In a recent Enterprise Strategy Group study, we asked participants to identify the biggest drivers for deploying a new data analytics platform for big data requirements and to tell us the greatest benefits they expected to realize as a result.
We found this: Organizations are looking at new data analytics platforms as a way to cut costs. But their expectations aren't centered on completing analytics on larger datasets closer to real time. Rather, "improving business agility" won the top spot. And that is exactly what high-performance computing (HPC) and big data analytics platforms such as Hadoop and massively parallel processing (MPP) analytical databases are advertised to deliver.

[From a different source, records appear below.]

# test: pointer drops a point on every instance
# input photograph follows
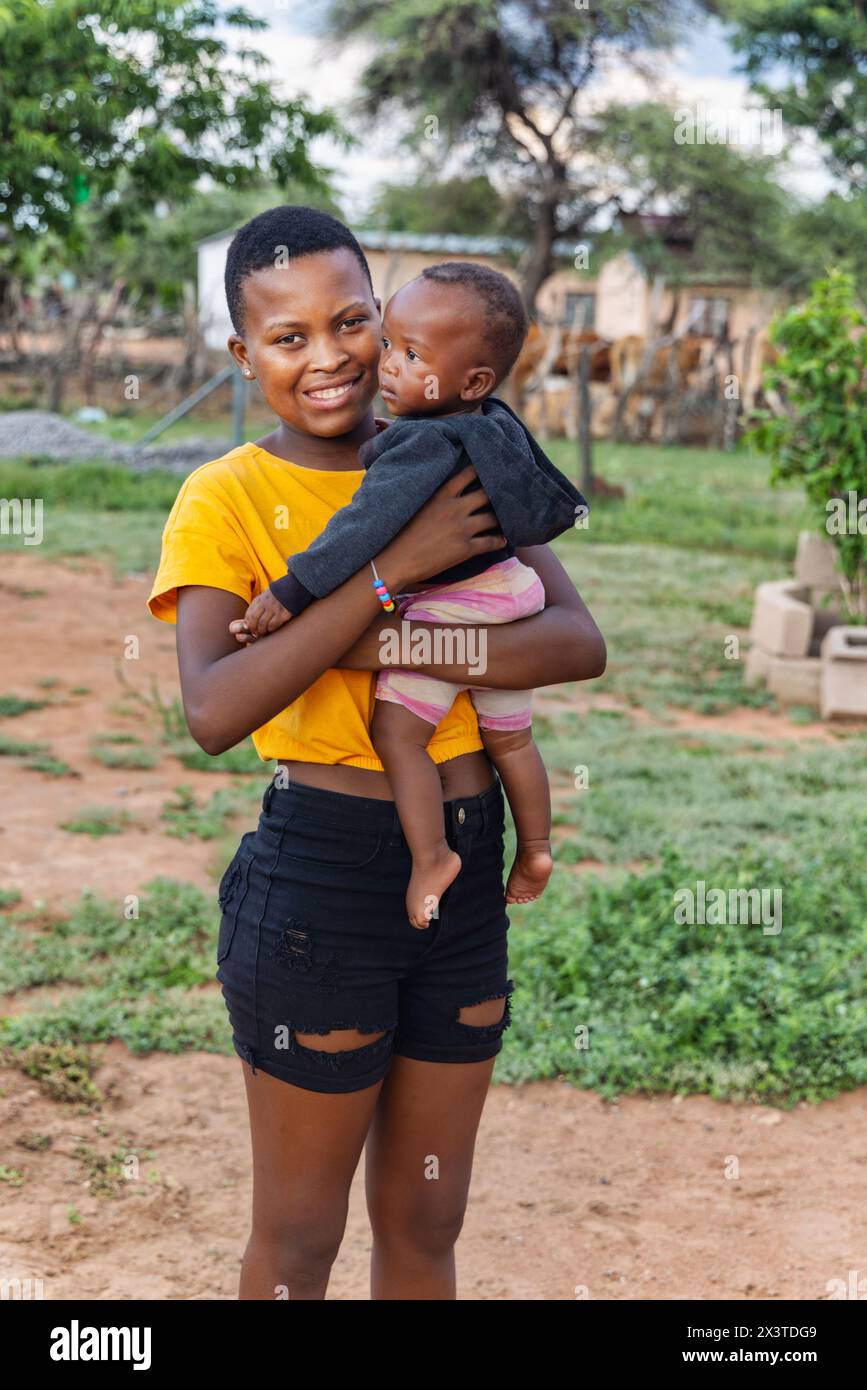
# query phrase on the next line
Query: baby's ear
(478, 382)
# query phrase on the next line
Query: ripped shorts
(314, 937)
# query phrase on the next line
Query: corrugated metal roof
(449, 242)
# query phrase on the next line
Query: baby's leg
(400, 740)
(517, 759)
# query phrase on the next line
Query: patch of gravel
(42, 434)
(177, 458)
(45, 435)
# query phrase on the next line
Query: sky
(702, 70)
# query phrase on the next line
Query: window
(578, 309)
(709, 317)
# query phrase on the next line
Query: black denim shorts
(314, 937)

When you can support high-performance data analytics across your infrastructure, you can discover patterns or develop theses for predictive models in hours and days rather than weeks and months. Likewise, if you need to be able to execute a ranking algorithm in near real-time to identify a fraudulent activity, the model needs to be able to complete in microseconds to milliseconds. Delivering results in such speedy fashion means giving the business the ability to react quickly and with the agility that's much desired.
But you need to know what you need out of a high-performance, big data analytics platform.
With big data analytics platforms based on Hadoop, there's the expectation that high performance is relative -- meaning seconds, minutes, and hours versus the milliseconds, seconds, and minutes of the MPP analytical databases. More real-time analytics with high performance and high volumes that fall into HPC are really an extreme case requiring more strategic investments. If you can wait a few more seconds for an answer, Hadoop may be good enough for a fraction of the cost.
Either way, big data architectures aren't without their red flags for enterprise deployment.
Hadoop, for example, is still emerging and has a few holes when it comes to security, data protection, and high availability. There are workarounds, and not all applications will need advanced enterprise-class data management requirements. Yet, as Hadoop-based applications become mainstream, those requirements will absolutely surface. Until then, you will need to look at your IT Infrastructure Library, or ITIL, processes and make some exceptions for supporting a big-data analytics platform.
Also, if your network is not set up to move massive volumes of data from point A to point B in the timeframe the business requires, an upgrade in your network infrastructure may be on the cards.
What's more, any Hadoop or MPP analytical database-based application will require specialized skillsets that are already in short supply. You better have the budget allocated to either hire specialists or send your top developers to training.